Tempi bui per il lusso globale, che accusa il colpo di una classe media impoverita e di una situazione geopolitica ogni giorno più incerta. I ricavi delle grandi maison europee non crescono più a doppia cifra, calano le vendite in Asia e negli Stati Uniti e si assottiglia sempre di più la platea di consumatori di fascia media. A parlare per i brand sono i dati diffusi dai colossi LVMH, Kering e Burberry.
LVMH
LVMH, primo gruppo al mondo per fatturato nel settore, ha registrato nel secondo trimestre 2025 un calo del 4% a cambi costanti, peggiore delle attese. La società è la casa madre di marchi del calibro di Louis Vuitton, Dior, Fendi, Céline, Givenchy, Loewe, Marc Jacobs, Kenzo, Berluti, Loro Piana e molti altri.
La divisione più redditizia, Fashion & Leather Goods, ha perso il 9% in termini organici, mentre l’utile operativo è sceso del 18%. A questo si somma la forte contrazione della domanda in Giappone, dove le vendite sono crollate del 28% nel trimestre, penalizzate dal rafforzamento del dollaro e dalla debolezza dello yen.
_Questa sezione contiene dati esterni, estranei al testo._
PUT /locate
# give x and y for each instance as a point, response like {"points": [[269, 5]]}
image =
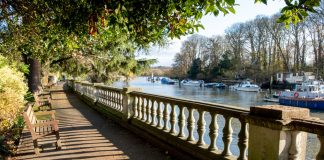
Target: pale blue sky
{"points": [[246, 10]]}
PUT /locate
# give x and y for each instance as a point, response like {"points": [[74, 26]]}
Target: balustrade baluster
{"points": [[243, 140], [191, 125], [140, 101], [227, 136], [201, 128], [121, 101], [99, 95], [109, 98], [160, 115], [320, 154], [148, 111], [114, 99], [153, 113], [213, 132], [117, 101], [143, 108], [181, 122], [105, 97], [135, 107], [173, 119], [166, 117]]}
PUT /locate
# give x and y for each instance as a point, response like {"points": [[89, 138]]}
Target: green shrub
{"points": [[12, 91]]}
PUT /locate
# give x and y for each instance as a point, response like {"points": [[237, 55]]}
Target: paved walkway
{"points": [[87, 135]]}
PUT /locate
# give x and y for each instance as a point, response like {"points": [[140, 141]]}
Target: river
{"points": [[215, 95]]}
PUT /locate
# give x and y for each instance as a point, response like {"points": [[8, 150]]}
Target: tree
{"points": [[52, 32], [195, 69]]}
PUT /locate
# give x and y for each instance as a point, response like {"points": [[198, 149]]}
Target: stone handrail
{"points": [[165, 113], [196, 127]]}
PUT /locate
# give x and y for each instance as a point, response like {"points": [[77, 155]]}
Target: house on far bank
{"points": [[295, 77]]}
Le azioni LVMH hanno perso oltre il 40% rispetto ai massimi del 2021 e il gruppo ha tagliato gli aumenti di prezzo al 3%, il livello più basso dal 2019. Una svolta prudente, spiegano gli analisti, che riflette un cambiamento nei comportamenti di spesa: la fascia alta resta solida, ma cala la domanda dei cosiddetti “aspirational buyers”, coloro che appartengono alla fascia di reddito alta, ma che ambiscono a possedere beni di lusso per ragioni di prestigio e status. Negli Usa e in Europa sono sempre meno.
Kering
La crisi è ancora più evidente per Kering, la holding francese che controlla Gucci, Bottega Veneta e Saint Laurent. Nel primo trimestre dell’anno i ricavi sono crollati del 14%, con Gucci in calo del 25%. Secondo il Financial Times, la casa fiorentina sta pagando l’effetto saturazione, dopo anni di crescita trainata da loghi e appeal su TikTok. La strategia di rilancio affidata al nuovo direttore creativo Sabato De Sarno non ha ancora prodotto risultati tangibili. Anche Saint Laurent è arretrata (-9%), mentre solo Bottega Veneta ha segnato un timido +4%.
Hermès
In controtendenza si muove Hermès, che nel primo trimestre ha registrato un incremento del 9% dei ricavi a cambi correnti. La sua forza sta nell’approccio artigianale e selettivo. Nessuna strizzata d’occhio alla classe media. Niente outlet, niente sconti, nessun e-commerce di terze parti. In Giappone le vendite sono aumentate del 17%, negli Stati Uniti dell’11%, mentre in Cina si sono stabilizzate dopo un periodo volatile. Secondo il Financial Times, Hermès continua a beneficiare della sua “scarcity strategy”, tecnica di posizionamento che consiste nel limitare volutamente la disponibilità di un prodotto per aumentare il valore, il desiderio e l’esclusività.
Burberry
Sul versante britannico, Burberry ha chiuso l’anno fiscale 2024-25 con ricavi in calo del 15% e un utile operativo crollato da 418 a 26 milioni di sterline. La società ha annunciato un piano di ristrutturazione drastico: taglio del 20% della forza lavoro globale, 1.700 persone e ritorno a un posizionamento più coerente con la tradizione del marchio. Nel primo trimestre del nuovo esercizio, le vendite retail sono scese del 6%, ma in stabilizzazione rispetto al trimestre precedente.